Match by Exception
Create more flexible, data-driven solutions with the aid of a match by exception design pattern.
Technology Toolbox: VB 2005, SQL Server 2005, SQL Server Express Edition
An almost universal requirement faced by those who create data-oriented applications is the need to locate records that match a given set of criteria.
The criteria by which you match can take a variety of forms. For example, the criteria can be simple: "Find me a Customer with ID = 42." Sometimes the structure of the request can be complex: "Find me a business rule record in a table that is more specific than any other record, given multiple matching fields." A complex request doesn't require complex code by necessity. Nor does such code have to perform poorly. In fact, there's a general class of problems that you can solve efficiently using a design pattern that might best be described as matching by exception.
I'll show you how to implement such a design pattern, using a billing system as an example. I want to stress that this technique is by no means limited to accounting. If you encounter a situation where it becomes clear that you have some conditions that drive the selection of data—whether these conditions revolve around rates, rules, templates, or something else—and you're finding maddening exceptions to these selection rules, this approach can keep you from wanting to pull out your hair.

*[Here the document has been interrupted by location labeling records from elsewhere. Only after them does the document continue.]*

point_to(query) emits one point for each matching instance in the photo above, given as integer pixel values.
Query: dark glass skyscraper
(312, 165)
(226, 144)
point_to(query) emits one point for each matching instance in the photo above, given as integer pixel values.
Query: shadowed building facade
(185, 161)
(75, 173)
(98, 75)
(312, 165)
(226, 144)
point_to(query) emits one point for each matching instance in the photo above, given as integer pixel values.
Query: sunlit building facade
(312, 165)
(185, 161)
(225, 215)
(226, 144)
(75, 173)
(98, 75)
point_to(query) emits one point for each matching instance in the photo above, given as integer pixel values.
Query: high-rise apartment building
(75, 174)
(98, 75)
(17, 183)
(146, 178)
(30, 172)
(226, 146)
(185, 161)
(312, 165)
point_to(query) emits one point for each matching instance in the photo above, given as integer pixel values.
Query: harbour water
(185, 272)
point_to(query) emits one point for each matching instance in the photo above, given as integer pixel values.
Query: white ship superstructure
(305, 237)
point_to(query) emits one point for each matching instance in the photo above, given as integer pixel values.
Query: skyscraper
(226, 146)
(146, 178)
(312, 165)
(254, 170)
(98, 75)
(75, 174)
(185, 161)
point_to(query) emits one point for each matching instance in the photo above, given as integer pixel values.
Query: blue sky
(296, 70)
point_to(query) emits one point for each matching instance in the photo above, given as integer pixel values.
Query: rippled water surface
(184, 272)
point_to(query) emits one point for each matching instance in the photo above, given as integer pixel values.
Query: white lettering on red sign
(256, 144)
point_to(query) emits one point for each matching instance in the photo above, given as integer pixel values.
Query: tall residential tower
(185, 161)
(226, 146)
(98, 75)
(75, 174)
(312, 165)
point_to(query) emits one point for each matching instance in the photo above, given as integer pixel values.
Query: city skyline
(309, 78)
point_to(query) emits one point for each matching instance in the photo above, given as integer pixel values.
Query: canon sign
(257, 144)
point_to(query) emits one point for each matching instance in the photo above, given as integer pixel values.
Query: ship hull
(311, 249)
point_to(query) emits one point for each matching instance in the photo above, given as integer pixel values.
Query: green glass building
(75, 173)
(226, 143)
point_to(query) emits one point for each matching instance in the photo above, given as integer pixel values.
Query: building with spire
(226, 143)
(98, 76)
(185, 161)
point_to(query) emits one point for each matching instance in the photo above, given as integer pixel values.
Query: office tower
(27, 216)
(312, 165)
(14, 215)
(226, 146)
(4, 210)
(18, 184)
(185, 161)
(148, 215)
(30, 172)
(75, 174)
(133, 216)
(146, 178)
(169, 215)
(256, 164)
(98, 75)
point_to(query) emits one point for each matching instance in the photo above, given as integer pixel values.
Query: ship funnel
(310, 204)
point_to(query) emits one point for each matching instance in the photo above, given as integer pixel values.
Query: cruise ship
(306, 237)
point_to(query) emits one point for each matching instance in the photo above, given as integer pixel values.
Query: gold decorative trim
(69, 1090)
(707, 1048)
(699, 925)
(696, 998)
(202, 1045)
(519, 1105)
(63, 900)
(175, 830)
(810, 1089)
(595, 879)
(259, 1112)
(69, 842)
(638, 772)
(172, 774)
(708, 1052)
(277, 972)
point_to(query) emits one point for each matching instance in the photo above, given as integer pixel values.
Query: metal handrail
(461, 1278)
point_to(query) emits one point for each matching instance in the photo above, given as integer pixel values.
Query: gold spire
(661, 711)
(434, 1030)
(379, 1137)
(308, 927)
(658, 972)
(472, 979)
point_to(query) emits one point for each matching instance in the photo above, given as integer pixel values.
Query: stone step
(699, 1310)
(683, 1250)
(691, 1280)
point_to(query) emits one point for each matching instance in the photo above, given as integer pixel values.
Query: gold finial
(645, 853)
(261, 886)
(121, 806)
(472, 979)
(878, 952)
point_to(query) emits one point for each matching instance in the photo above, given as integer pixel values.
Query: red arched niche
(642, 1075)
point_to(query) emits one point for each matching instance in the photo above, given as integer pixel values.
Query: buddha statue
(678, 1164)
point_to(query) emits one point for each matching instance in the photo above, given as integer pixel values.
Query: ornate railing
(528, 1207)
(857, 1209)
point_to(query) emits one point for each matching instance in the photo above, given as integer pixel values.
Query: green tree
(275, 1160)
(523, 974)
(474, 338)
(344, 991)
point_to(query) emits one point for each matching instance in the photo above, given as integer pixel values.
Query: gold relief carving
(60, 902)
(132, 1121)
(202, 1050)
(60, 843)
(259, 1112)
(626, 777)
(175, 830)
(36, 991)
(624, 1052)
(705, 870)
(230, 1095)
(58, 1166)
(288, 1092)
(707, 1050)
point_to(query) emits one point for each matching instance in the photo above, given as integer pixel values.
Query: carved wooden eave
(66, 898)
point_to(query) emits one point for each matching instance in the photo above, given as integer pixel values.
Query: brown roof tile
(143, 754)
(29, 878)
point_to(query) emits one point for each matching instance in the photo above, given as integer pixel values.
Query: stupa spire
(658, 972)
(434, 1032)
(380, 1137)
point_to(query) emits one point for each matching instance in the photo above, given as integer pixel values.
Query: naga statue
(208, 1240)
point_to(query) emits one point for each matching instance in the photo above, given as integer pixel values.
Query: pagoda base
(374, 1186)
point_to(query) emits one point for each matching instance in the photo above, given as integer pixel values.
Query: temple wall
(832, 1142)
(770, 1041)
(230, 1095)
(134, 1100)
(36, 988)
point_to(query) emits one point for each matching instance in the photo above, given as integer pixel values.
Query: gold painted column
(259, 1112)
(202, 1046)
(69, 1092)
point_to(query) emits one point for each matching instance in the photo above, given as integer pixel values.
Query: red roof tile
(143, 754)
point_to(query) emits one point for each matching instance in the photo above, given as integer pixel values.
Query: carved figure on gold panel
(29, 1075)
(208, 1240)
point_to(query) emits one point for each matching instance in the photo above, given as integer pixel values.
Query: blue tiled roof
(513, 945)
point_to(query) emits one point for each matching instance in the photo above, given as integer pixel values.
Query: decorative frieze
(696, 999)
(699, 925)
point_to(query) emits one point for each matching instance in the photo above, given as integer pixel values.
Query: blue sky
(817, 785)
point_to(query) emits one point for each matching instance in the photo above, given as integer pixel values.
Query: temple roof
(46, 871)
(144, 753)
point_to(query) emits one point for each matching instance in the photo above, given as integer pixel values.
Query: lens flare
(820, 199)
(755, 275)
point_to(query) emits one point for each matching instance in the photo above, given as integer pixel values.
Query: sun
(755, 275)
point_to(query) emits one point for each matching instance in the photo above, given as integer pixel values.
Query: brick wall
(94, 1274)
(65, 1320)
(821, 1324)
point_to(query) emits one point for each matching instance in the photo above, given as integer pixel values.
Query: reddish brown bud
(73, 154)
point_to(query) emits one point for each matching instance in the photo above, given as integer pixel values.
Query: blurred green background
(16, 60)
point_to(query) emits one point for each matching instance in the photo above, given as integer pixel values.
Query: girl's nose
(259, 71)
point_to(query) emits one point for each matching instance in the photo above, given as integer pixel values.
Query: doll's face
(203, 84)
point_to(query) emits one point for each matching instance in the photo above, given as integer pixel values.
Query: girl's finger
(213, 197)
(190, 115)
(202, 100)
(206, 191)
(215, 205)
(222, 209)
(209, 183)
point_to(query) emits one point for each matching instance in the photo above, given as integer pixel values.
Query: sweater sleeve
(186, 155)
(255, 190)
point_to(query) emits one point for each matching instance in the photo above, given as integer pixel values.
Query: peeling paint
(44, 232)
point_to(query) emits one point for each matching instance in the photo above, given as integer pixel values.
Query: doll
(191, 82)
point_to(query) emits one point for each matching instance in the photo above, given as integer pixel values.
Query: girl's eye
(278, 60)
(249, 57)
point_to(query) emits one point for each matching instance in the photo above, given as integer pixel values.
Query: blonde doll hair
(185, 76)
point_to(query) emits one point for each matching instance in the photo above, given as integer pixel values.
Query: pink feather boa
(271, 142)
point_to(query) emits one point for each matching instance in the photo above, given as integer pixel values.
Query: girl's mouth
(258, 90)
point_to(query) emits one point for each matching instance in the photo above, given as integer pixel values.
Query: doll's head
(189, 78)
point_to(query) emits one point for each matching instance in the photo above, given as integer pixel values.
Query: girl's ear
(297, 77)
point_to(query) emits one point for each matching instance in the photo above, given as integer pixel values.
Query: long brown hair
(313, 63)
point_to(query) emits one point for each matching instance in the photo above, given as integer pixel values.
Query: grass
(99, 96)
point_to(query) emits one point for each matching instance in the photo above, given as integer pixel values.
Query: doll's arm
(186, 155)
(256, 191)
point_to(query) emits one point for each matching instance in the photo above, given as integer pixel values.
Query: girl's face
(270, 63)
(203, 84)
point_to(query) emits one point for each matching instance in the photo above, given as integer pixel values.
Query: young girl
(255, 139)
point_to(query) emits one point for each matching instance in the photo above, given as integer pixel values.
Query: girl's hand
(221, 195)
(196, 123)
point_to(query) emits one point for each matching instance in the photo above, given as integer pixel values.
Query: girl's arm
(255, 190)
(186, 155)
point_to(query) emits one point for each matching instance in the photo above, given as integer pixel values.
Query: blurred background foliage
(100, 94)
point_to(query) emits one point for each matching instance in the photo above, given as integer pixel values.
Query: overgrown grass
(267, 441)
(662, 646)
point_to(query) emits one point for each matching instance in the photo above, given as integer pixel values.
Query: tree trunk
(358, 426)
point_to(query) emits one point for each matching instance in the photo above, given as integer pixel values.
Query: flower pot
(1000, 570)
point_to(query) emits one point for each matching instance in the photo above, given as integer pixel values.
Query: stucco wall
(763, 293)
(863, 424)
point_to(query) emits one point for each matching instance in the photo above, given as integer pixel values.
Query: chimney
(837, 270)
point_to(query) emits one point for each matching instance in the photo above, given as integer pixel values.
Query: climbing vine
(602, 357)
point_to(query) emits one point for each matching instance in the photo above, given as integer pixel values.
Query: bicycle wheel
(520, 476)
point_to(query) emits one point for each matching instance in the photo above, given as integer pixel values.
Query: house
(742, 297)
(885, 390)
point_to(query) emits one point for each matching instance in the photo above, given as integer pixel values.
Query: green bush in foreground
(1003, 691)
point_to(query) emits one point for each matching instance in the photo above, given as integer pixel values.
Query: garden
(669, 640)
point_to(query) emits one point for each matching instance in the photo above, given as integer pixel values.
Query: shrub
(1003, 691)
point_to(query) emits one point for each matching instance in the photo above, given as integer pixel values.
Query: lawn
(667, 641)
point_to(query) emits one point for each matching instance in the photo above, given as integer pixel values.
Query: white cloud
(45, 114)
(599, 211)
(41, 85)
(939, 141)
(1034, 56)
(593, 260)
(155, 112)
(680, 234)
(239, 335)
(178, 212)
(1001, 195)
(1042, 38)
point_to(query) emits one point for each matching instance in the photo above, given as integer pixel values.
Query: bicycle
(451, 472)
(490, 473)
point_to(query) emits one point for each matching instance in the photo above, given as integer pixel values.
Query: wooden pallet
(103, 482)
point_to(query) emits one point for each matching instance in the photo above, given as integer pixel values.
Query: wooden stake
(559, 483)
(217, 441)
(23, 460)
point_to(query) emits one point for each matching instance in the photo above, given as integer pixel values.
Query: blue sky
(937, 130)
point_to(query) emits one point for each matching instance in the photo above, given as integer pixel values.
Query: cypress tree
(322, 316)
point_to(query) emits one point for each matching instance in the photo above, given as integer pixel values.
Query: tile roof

There are many creative ways to apply matching by exception as part of the broader principle of data-driven design, and I've seen it used to simplify greatly what might otherwise have been an ugly solution. For example, I remember a situation where goods would move between a set of locations that were represented as multiple records containing "from" and "to"—effectively specifying a route. But these routes differed depending on the service, the customer type, and various other criteria. It was dealing with the exceptions that was tedious, but I was able to offload this aspect of the problem to business analysts because the solution was data-driven.
The billing system described in this article assumes you work for a theoretical company that invoices dozens of different customers. Suppose you discover that rates are set based on customers' location, type, and some attributes of the services being invoiced. Maintaining a Cartesian product of all possible combinations would be unmanageable in all but the most trivial cases, even though the SQL code to locate these records would be simple and fast. Another approach might be to build multiple tables to account for different levels of matching. Unfortunately, this can lead to complex, conditional processing logic at the expense of efficiency and maintainability.
A better approach is to leave the concept of a rate table as flexible as possible. This enables you to accommodate changes in rates themselves, as well as accommodate changes in how you set the rates. Under this approach, you focus on building an engine where rate records can be selected based on either specific or general needs. You then codify the set of parameters by which you define the records, not the parameter values. The end product is a table with much fewer records. Note that such a table might still be fairly wide; that is, it can have a large number of columns. You can use this approach to model underlying business truth closely. You simply model the conditions that are meaningful to the business. In some cases, a business will dream up new conditions when it has the kind of flexibility this approach offers.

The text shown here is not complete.